Submitted by Louis Myers
What follows is an Excerpt from the Friends and Enemies https://exhibitions.nysm.nysed.gov/albany/friends.html Website.
Albany's historically visible loyalists were a relatively small group. They numbered perhaps fifty and mostly were men. A substantial number of other community people did not support anti-British and then Revolutionary measures and activities. However, at this point, the most telling parts of their stories remain historically mute.
That said, the historically visible loyalists fall into five general groups: Royal officials; those with economic ties to the royal government or the British economy; the spouses of the first two groups; a larger but less definable number of "passive loyalists"; and would-be neutrals. Yet another notable group of non supporters left Albany prior to the outbreak of hostilities.
Royal officials included Mayor Abraham C. Cuyler, Stephen De Lancey - the city and county clerk, Sheriff Henry Ten Eyck, postmaster John Monier, justice of the peace John Munro, and the Reverend Harry Munro - rector of St. Peters Anglican church.
Royal adherents included merchants John Stevenson, James Dole, Edmond Butler, and William Kane; skippers William Pemberton, Robert Hoaksley, John Roff, and John Fryer; and innkeepers Richard Cartwright and his son, Albany native Benjamin Hilton, Jr., and James Furnival.
Spouses and widows included: Jane Gregg Edgar, Genevieve Masse Lydius, Janet Glen Cuyler, and the notorious Widow Clement. A draft essay looks at them in more depth.
Passive loyalists and would-be neutrals included native sons Baltus Lydius, Dr. Henry Van Dyck, Gysbert Fonda, Cornelis Glen, and the Van Allen brothers.

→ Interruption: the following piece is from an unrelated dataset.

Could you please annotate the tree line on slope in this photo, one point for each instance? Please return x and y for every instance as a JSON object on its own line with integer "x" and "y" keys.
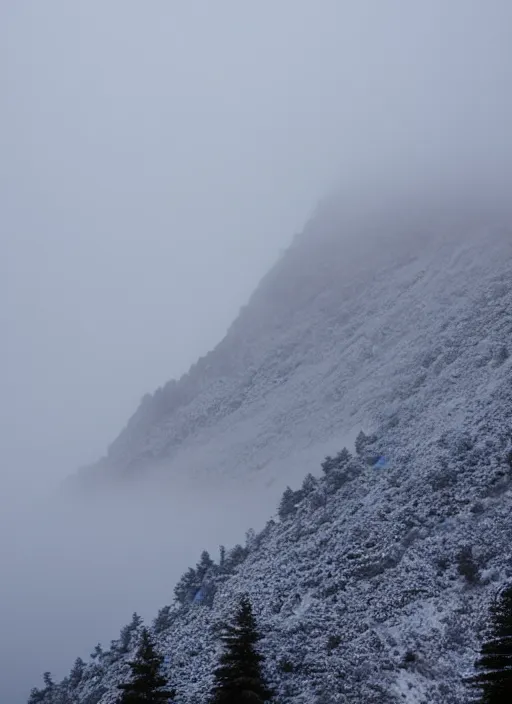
{"x": 239, "y": 677}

Among the most historically prominent of a long list of those who left included relative newcomers George Wray, States Dyckman, John Macomb and his son-in-law Francis Pfister, Thomas Swords, Ebenezer and Edward Jessup, the Robertsons, and the Tunnicliffs. Suspected Stamp Tax collector Henry Van Schaack returned to his native Kinderhook several years earlier. The unexpected death of Sir William Johnson in July 1774 left Albany royalists without a leader and perhaps with a future quite different than it might had been had he lived!
End Excerpt.
Article continues by Louis Myers:
With the death of Sir William many loyal to the crown pinned their hopes on his son, Sir John Johnson.
Following his father's death , John inherited his father’s fortune and succeeded to his father's title of baronetcy, along with his extensive estates and 20 slaves. In 1775, he was appointed doorkeeper of the New York General Assembly. Sir John had now come into his own but it would soon prove to be not enough to save his world by stopping the tide of rebellion.
In January 1776, some nine months after Breed’s Hill was fought , Johnson gathered several hundred of his supporters at Johnstown. He sent a letter to Governor William Tryon, saying that he and his loyalist supporters had met about raising a battalion for the British cause. He added he could raise 500 Indian warriors who, when used with his troops, could recapture all of the forts that fell to the rebels.
Major General Philip Schuyler, with a force of Continental troops and the Tryon County Militia numbering around 3,000, disarmed Johnson and about 300 of his Loyalist supporters on January 20th 1776 but Schuyler paroled Sir John.
Hearing in May 1776 of another force being sent to arrest him, Johnson decided to leave with his family and supporters to Canada. He led about 170 of his tenants and allies among the Iroquois to Montreal, Quebec .
Sir John's loyalty to the King would cost him his home in Johnstown and extensive properties in the Mohawk Valley, all of which was confiscated after the war by the State of New York.